Expression génétique microbienne, UMR 8261, CNRS, Université de Paris, Institut de biologie physico-chimique (IBPC), Paris, France.
Methods Mol Biol. 2021;2298:307-323. doi: 10.1007/978-1-0716-1374-0_19.
During their biosynthesis, transfer RNAs (tRNAs) are decorated with a large number of posttranscriptional chemical modifications. Methods to directly detect the introduction of posttranscriptional modifications during tRNA maturation are rare and do not provide information on the temporality of modification events. Here, we report a methodology, using NMR as a tool to monitor tRNA maturation in a nondisruptive and continuous fashion in cellular extracts. This method requires the production of substrate tRNA transcripts devoid of modifications and active cell extracts containing the necessary cellular enzymatic activities to modify RNA. The present protocol describes these different aspects of our method and reports the time-resolved NMR monitoring of the yeast tRNA maturation as an example. The NMR-based methodology presented here could be adapted to investigate diverse features in tRNA maturation.

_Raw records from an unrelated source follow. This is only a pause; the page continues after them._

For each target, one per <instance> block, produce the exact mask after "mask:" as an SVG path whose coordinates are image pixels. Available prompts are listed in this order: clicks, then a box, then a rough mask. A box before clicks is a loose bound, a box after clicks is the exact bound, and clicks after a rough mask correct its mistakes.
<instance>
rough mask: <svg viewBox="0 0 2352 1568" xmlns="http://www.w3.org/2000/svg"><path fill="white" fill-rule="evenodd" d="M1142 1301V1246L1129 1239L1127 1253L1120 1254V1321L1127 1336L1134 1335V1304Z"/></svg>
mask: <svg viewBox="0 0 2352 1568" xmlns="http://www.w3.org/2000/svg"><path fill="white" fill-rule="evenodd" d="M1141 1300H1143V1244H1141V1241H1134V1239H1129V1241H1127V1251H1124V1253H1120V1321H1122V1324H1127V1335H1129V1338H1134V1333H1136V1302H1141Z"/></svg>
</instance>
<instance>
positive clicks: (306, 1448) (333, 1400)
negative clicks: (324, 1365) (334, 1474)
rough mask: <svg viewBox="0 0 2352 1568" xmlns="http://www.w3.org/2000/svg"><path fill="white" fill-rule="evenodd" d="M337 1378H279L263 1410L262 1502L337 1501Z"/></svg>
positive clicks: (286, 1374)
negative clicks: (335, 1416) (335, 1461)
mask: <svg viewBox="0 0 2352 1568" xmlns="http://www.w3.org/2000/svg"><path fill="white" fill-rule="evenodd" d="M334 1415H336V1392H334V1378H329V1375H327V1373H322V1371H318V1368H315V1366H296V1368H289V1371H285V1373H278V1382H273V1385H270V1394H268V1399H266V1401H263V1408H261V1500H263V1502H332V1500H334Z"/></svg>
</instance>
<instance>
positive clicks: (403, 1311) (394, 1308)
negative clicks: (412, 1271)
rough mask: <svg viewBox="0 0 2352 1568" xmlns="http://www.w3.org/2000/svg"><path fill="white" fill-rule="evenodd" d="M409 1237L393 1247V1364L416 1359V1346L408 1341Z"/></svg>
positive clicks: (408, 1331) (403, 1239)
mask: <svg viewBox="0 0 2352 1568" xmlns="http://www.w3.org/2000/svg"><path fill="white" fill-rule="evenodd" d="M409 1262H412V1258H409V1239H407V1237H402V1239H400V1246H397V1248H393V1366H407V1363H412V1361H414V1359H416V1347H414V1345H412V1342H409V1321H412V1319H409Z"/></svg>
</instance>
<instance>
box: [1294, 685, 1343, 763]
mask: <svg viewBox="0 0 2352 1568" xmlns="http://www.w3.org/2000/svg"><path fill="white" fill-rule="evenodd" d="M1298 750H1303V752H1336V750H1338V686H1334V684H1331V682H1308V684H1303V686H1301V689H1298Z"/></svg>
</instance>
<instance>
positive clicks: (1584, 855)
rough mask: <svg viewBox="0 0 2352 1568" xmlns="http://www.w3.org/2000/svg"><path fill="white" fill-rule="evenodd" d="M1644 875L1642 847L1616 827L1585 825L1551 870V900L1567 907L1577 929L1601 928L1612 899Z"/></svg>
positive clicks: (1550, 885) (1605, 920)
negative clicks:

在生物合成过程中,转移 RNA(tRNA)会被大量的转录后化学修饰所修饰。直接检测 tRNA 成熟过程中引入转录后修饰的方法很少,并且无法提供修饰事件的时间性信息。在这里,我们报告了一种使用 NMR 作为工具,以非破坏和连续的方式在细胞提取物中监测 tRNA 成熟的方法。该方法需要产生无修饰的底物 tRNA 转录本和含有修饰 RNA 所需的必要细胞酶活性的活性细胞提取物。本方案描述了我们方法的这些不同方面,并报告了酵母 tRNA 成熟的时间分辨 NMR 监测作为示例。这里提出的基于 NMR 的方法可以进行修改,以研究 tRNA 成熟的不同特征。